The Hasidic teacher Rebbe Menachem Nachum of Chernobyl notes that we read in the Torah about the making of the Tabernacle at the beginning of Adar. ‘Make me a holy place and I will dwell among you,’ says God. ‘A-dar,’ the rebbe explains, is composed of the first letter of the Hebrew alphabet, aleph, which symbolises God; and dar, which means dwell. It’s the month when God says, as it were, ‘I want to live with you. I’m near you, next to you; move over and give me some space.’
And where is God to be found more than in a garden, a park or among the hills and forests?
So please follow, along the path into the ordinary glory, so ordinary I literally don’t notice it many mornings. Here are the last of the snowdrops, their bells pure white, soon to retreat into their tiny bulbs and await underground until the January darkness calls them up to harbinger a new season.
Here are crocuses, purple sentinels.

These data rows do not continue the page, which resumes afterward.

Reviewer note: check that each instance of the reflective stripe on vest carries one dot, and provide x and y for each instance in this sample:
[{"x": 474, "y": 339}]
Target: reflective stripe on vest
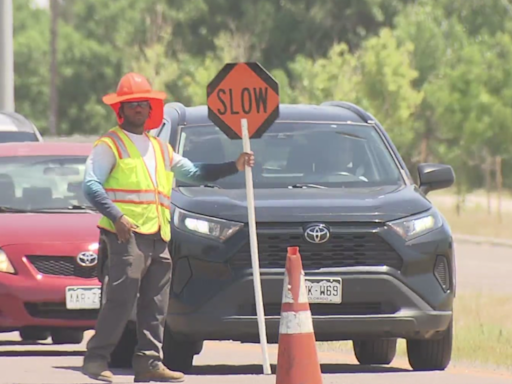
[
  {"x": 130, "y": 186},
  {"x": 137, "y": 196}
]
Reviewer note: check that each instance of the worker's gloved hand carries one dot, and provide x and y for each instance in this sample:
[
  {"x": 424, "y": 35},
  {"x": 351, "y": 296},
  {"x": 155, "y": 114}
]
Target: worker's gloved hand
[
  {"x": 124, "y": 228},
  {"x": 245, "y": 159}
]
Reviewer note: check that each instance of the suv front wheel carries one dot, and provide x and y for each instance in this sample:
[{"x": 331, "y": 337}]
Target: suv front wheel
[
  {"x": 179, "y": 354},
  {"x": 431, "y": 355}
]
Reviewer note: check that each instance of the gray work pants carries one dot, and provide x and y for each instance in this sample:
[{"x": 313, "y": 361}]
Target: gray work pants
[{"x": 140, "y": 266}]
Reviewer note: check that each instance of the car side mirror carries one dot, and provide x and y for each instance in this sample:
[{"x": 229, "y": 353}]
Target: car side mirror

Here are the daffodils with their bright yellow grace, and narcissi with their scented, many-headed flowers. There are early-bird December daffodils and late-comer May daffodils and there are ‘midwinter-spring’ February daffodils. But, most of all, there are ‘we love March and April’ daffodils, bringing joy when the mornings are once again light and the air smells of sweet rich grass and growth.
It’s near to the close of the catkin season. ‘Touch them,’ I was told as a child and I still remember my fingers being guided onto the soft silver of the willow-buds. Only silver? There are black willow catkins and pink willow catkins. The hazels and the alders have their catkins too, like tassels, yellow with dust-fine pollen.
More secretive are the primroses, hiding in the hedgerows in the countryside, thriving in semi-dark corners in the gardens. The wild kind are my favourite, not gaudy orange, but cream; simple in their single flowers, modest like the snowdrops, their wake-up-early neighbours.
I’m glad when I see the birds among the branches: blackbirds, ground-feeders, hopping down from a twig onto the grass; a wren on a stone; the air thick with the to-and-fro traffic of the blue-tits by the seed feeder, defying an upside-down squirrel; the sparrows making a modest comeback, bringing hope that other species too may one day return if we care for and protect them as we should.
These are all just small things. But they’ve changed my attitude. I used to think that the world was for me, for us, we human beings. Now I feel that I belong to the world, that I’m part of its far wider and deeper, incomparably richer and more nuanced communion of which I only understand a very tiny portion.
In the depth of it, in its music, and in the silence beyond the music is, A-dar, the presence of the God who dwells here, the life-giver of all things, wonder and the source of wonder.
The problem is not always God’s absence; the problem is our awareness.